Por esta razón fue un auténtico acontecimiento, celebrado por muchos, la
vuelta al cine con todos los honores de Mary Poppins en una nueva historia y no
un simple remake. Con una deliciosa ambientación, un sólido guion y unos
fabulosos y coloridos efectos especiales. Y por supuesto, un efectivo casting
que incluía a Meryl Streep, Colin Firth y apariciones especiales de Dyck Van
Dyke (el deshollinador Bert en el filme de los 60), Angela Lansbury y el gran
actor británico David Warner (por una vez no haciendo de malo malísimo, eso se
lo deja a Colin Firth). Mención aparte merece el dramaturgo, actor, letrista y
cantante Lin-Manuel Miranda que hace una muy buena interpretación de su
personaje Jack, heredero directo del deshollinador Bert de la primera parte.

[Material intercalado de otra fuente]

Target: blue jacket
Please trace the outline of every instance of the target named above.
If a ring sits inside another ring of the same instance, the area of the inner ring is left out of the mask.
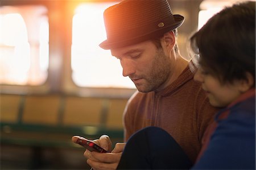
[[[217,114],[216,128],[192,169],[255,169],[255,93],[247,92]]]

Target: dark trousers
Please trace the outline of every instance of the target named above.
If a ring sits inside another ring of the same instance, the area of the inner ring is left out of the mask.
[[[188,169],[192,165],[166,131],[148,127],[128,140],[117,169]]]

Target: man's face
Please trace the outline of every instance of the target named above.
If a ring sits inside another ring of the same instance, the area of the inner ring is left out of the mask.
[[[123,68],[123,76],[129,76],[141,92],[162,89],[170,78],[171,63],[161,48],[151,41],[113,49],[112,54]]]

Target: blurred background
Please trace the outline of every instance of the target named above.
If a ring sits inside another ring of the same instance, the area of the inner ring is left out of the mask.
[[[156,0],[157,1],[157,0]],[[187,41],[235,0],[170,0]],[[0,0],[1,169],[89,169],[73,135],[123,141],[122,113],[135,91],[106,39],[103,12],[120,1]]]

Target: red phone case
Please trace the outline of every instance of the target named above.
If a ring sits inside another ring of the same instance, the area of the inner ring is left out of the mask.
[[[100,153],[106,153],[109,152],[98,145],[94,143],[93,142],[88,140],[85,139],[78,139],[76,141],[77,144],[84,147],[90,151],[96,151]]]

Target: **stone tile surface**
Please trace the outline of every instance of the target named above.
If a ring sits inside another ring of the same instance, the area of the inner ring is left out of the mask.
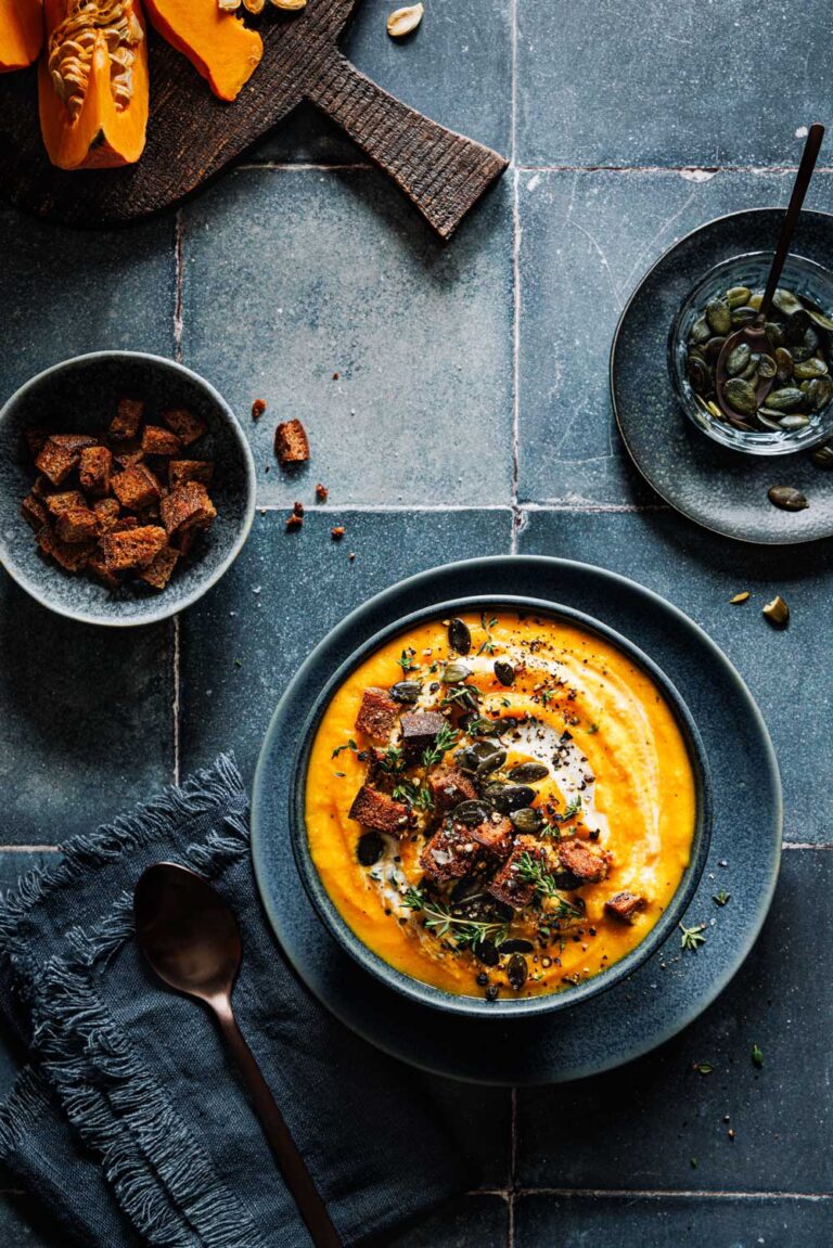
[[[819,784],[833,728],[828,643],[819,626],[833,585],[833,543],[752,547],[706,533],[669,510],[533,510],[520,548],[611,568],[663,594],[701,624],[763,713],[781,766],[786,839],[833,841],[833,796]],[[749,602],[732,607],[729,598],[743,589],[751,592]],[[783,631],[761,614],[776,594],[792,612]]]
[[[81,175],[82,176],[82,175]],[[0,205],[0,403],[70,356],[174,351],[174,220],[89,233]]]
[[[726,212],[786,203],[791,175],[578,170],[517,176],[520,497],[559,504],[653,502],[611,407],[609,352],[619,314],[676,240]],[[831,176],[819,175],[808,207],[827,210],[831,190]],[[692,285],[699,276],[692,275]]]
[[[171,628],[76,624],[0,573],[0,844],[56,845],[170,782]]]
[[[396,7],[396,5],[393,5]],[[445,0],[426,9],[413,36],[395,41],[388,0],[362,0],[341,41],[381,87],[435,121],[510,155],[512,10],[506,0]],[[312,105],[302,106],[252,160],[350,162],[367,157]]]
[[[833,90],[783,0],[518,0],[517,65],[522,165],[797,163]]]
[[[516,1204],[515,1248],[826,1248],[831,1199],[531,1196]]]
[[[831,884],[833,851],[786,850],[758,943],[701,1018],[622,1070],[520,1090],[518,1184],[829,1192],[833,1114],[818,1090],[833,1077],[826,1042],[833,992],[807,967],[822,968],[833,956],[833,937],[819,931],[811,901]],[[708,943],[697,956],[708,957]],[[752,1063],[753,1045],[763,1051],[762,1068]],[[697,1072],[699,1062],[712,1073]],[[555,1122],[568,1129],[553,1131]]]
[[[443,248],[366,168],[244,170],[184,210],[184,359],[240,414],[262,502],[322,480],[333,503],[508,503],[511,230],[502,183]],[[290,417],[312,446],[293,478]]]

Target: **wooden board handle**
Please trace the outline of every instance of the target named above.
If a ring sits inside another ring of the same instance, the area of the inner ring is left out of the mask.
[[[305,92],[390,173],[442,238],[508,165],[388,95],[340,52],[327,57]]]

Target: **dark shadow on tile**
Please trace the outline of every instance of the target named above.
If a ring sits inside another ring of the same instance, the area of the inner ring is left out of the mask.
[[[622,573],[701,624],[737,666],[772,734],[784,787],[784,836],[833,841],[833,794],[819,784],[829,766],[833,731],[824,629],[833,540],[753,547],[699,529],[669,510],[530,512],[520,548]],[[749,602],[731,605],[729,598],[741,590],[751,592]],[[783,631],[761,614],[776,594],[783,594],[792,610]]]

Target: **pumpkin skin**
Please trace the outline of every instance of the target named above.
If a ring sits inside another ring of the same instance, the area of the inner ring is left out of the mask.
[[[182,52],[221,100],[235,100],[264,55],[264,41],[217,0],[146,0],[156,30]]]
[[[0,0],[0,74],[31,65],[42,42],[41,0]]]
[[[145,19],[139,0],[130,0],[130,4],[144,31]],[[104,37],[99,35],[84,102],[79,115],[72,117],[55,90],[47,65],[49,37],[66,16],[67,2],[46,0],[44,11],[47,46],[39,64],[37,96],[40,126],[50,161],[66,170],[135,163],[145,147],[147,126],[147,40],[142,39],[134,49],[132,97],[125,109],[117,109],[110,86],[110,57]]]

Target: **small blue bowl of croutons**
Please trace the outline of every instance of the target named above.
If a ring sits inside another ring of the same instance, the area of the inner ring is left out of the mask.
[[[60,615],[124,628],[181,612],[231,565],[254,514],[244,431],[171,359],[76,356],[0,411],[0,562]]]

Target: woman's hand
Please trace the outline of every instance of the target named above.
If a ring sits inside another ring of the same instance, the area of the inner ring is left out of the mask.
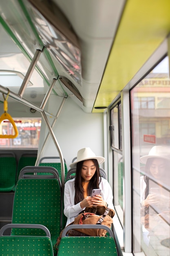
[[[92,204],[99,205],[100,206],[105,206],[106,202],[104,200],[100,195],[96,195],[95,196],[93,196],[91,198]]]
[[[157,204],[160,202],[160,196],[155,194],[149,194],[145,200],[142,201],[144,206],[148,206],[150,204]]]
[[[81,202],[80,202],[81,208],[83,209],[86,207],[88,206],[91,206],[93,204],[93,203],[92,202],[92,199],[90,196],[86,196]]]

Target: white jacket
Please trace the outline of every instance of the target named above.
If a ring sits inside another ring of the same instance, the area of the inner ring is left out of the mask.
[[[74,204],[75,188],[74,186],[75,179],[68,180],[66,182],[64,187],[64,213],[67,217],[66,226],[74,220],[75,218],[85,208],[82,209],[80,207],[80,202]],[[99,184],[99,188],[102,189],[101,195],[104,201],[108,204],[108,207],[114,209],[113,203],[113,194],[110,186],[108,181],[104,178]]]

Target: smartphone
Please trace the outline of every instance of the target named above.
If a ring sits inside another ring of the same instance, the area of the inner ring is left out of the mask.
[[[160,195],[160,189],[158,188],[150,188],[150,193]]]
[[[96,195],[100,195],[102,191],[102,189],[93,189],[91,192],[91,197],[95,196]]]

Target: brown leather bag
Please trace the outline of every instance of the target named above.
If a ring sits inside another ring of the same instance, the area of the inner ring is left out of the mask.
[[[95,210],[98,213],[102,213],[102,215],[97,215],[93,212],[85,212],[80,213],[76,218],[74,221],[69,224],[69,225],[73,224],[102,224],[106,225],[111,228],[113,220],[112,218],[115,215],[115,211],[108,207],[87,207],[85,210],[89,210],[93,211]],[[62,238],[63,230],[61,232],[60,236],[57,240],[57,243],[55,247],[57,250],[58,249],[60,240]],[[105,236],[106,235],[107,231],[102,229],[71,229],[68,231],[68,234],[69,236]]]

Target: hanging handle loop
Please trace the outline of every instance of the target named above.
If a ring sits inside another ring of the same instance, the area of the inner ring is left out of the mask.
[[[18,130],[15,124],[15,122],[13,121],[12,117],[7,112],[8,110],[8,102],[7,101],[7,100],[8,98],[8,96],[9,96],[9,90],[8,90],[8,92],[7,95],[7,97],[6,99],[4,96],[4,94],[3,94],[3,96],[4,99],[4,113],[2,114],[1,116],[0,117],[0,124],[1,123],[1,122],[4,120],[8,119],[9,120],[9,122],[13,126],[13,129],[15,132],[15,134],[14,135],[12,135],[11,134],[7,135],[0,135],[0,139],[14,139],[15,138],[16,138],[18,135]]]

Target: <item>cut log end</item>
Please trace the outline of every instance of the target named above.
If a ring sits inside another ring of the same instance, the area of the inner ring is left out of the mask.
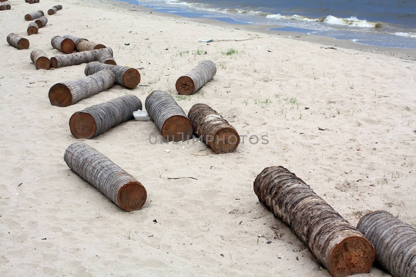
[[[129,212],[141,208],[147,198],[146,189],[140,182],[130,182],[119,189],[117,200],[120,208]]]
[[[358,236],[342,240],[329,257],[329,272],[334,277],[368,273],[374,261],[375,251],[371,243]]]
[[[213,136],[211,148],[218,154],[233,152],[240,144],[240,136],[234,128],[221,128]]]
[[[129,88],[135,88],[140,82],[140,74],[135,69],[129,69],[123,76],[123,81]]]
[[[188,76],[181,76],[175,85],[178,93],[181,95],[191,95],[195,89],[195,84],[192,79]]]
[[[77,112],[69,119],[69,129],[77,138],[90,139],[97,132],[97,125],[89,113]]]
[[[51,104],[58,107],[67,107],[72,103],[71,91],[63,83],[58,83],[49,90],[49,101]]]
[[[188,140],[192,137],[192,124],[187,117],[174,115],[165,121],[161,132],[168,142]]]

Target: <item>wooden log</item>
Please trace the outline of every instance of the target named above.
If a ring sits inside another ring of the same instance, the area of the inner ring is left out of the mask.
[[[37,31],[39,29],[39,27],[37,25],[37,24],[34,22],[31,22],[29,24],[29,26],[27,27],[27,34],[30,36],[31,34],[37,34]]]
[[[176,85],[178,93],[183,95],[194,93],[212,79],[216,73],[217,68],[214,63],[204,61],[178,79]]]
[[[108,89],[115,79],[112,71],[104,69],[83,78],[55,84],[49,90],[49,100],[54,106],[67,107]]]
[[[51,40],[52,47],[67,54],[72,53],[75,49],[75,45],[71,39],[59,36],[55,36]]]
[[[102,48],[89,51],[77,52],[67,55],[58,55],[51,58],[51,65],[54,68],[58,68],[89,63],[98,60],[98,54],[102,51],[108,51],[109,54],[113,54],[111,48]]]
[[[129,88],[135,88],[140,82],[140,74],[136,69],[128,66],[89,63],[85,66],[84,73],[88,76],[105,69],[108,69],[116,74],[116,83]]]
[[[51,63],[48,56],[41,50],[34,50],[30,53],[30,59],[36,66],[37,69],[48,70],[51,67]]]
[[[98,53],[98,61],[102,64],[112,64],[117,65],[116,61],[113,59],[113,50],[109,48],[104,48],[104,50],[109,49],[109,50],[101,51]]]
[[[88,145],[72,143],[65,151],[64,159],[69,168],[124,211],[138,210],[146,203],[147,194],[143,185]]]
[[[376,260],[393,277],[416,276],[416,229],[385,211],[365,215],[357,228],[374,245]]]
[[[141,108],[141,102],[136,96],[124,95],[77,112],[69,119],[69,129],[77,138],[95,137],[133,119],[133,112]]]
[[[43,14],[43,12],[40,10],[36,12],[28,13],[25,16],[25,19],[26,21],[30,21],[30,20],[32,20],[34,19],[39,18],[40,17],[43,16],[44,15],[45,15]]]
[[[35,23],[37,24],[39,28],[42,28],[48,23],[48,19],[46,16],[41,16],[35,20]]]
[[[290,228],[333,276],[370,272],[373,245],[294,174],[282,167],[266,167],[253,187],[259,201]]]
[[[6,38],[7,42],[12,46],[19,50],[29,48],[29,43],[27,39],[22,37],[15,34],[9,34]]]
[[[165,140],[185,141],[192,137],[191,120],[170,94],[154,91],[146,98],[144,105]]]
[[[188,117],[194,132],[202,141],[218,154],[233,152],[240,143],[238,133],[218,113],[207,105],[195,104]]]

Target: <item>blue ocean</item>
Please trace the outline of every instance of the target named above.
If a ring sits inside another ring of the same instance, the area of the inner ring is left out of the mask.
[[[375,46],[416,49],[415,0],[123,0],[161,12],[327,36]]]

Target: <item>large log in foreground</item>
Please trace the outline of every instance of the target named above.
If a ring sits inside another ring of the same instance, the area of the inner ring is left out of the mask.
[[[233,152],[240,143],[238,133],[228,122],[207,105],[198,103],[188,113],[194,132],[218,154]]]
[[[60,36],[55,36],[52,37],[51,40],[51,45],[54,48],[67,54],[72,53],[75,49],[75,45],[72,40]]]
[[[416,230],[385,211],[363,216],[357,228],[373,244],[376,259],[394,277],[416,276]]]
[[[83,142],[74,142],[64,154],[68,166],[126,211],[144,204],[146,189],[134,177],[96,149]]]
[[[77,112],[69,119],[69,129],[77,138],[95,137],[134,119],[133,112],[141,108],[141,102],[136,96],[125,95]]]
[[[213,62],[204,61],[178,79],[176,85],[178,93],[183,95],[192,94],[212,79],[216,73],[217,68]]]
[[[52,57],[51,58],[51,64],[54,68],[57,68],[89,63],[98,60],[99,54],[102,51],[105,51],[106,55],[113,55],[113,50],[110,48],[77,52],[67,55],[58,55]]]
[[[27,39],[22,37],[15,34],[9,34],[6,39],[7,43],[19,50],[29,48],[29,42]]]
[[[192,124],[173,98],[162,91],[154,91],[146,98],[146,110],[168,142],[192,137]]]
[[[30,59],[36,66],[36,69],[46,69],[51,67],[51,63],[45,52],[41,50],[34,50],[30,53]]]
[[[290,228],[334,277],[370,272],[374,248],[302,179],[282,167],[256,178],[259,201]]]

Pese a la buena acogida por parte de crítica y público, la recepción de
“El regreso de Mary Poppins” fue mucho más tibia que su antecesora y a pesar de
recibir varias nominaciones en los Oscar, Globos de Oro y Premios de la
Crítica, no consiguió llevarse ninguno. Sin embargo, creo que es una digna
heredera de la historia de Mary Poppins, aunque seguramente tampoco habría sido
del agrado de P L. Travers.
Sin embargo, después de visionar el filme, no me queda ninguna duda de
que Emily Blunt es una más que digna Mary Poppins que llega a conseguir que
olvides que una vez tuvo la cara de Julie Andrews. No se puede pedir más.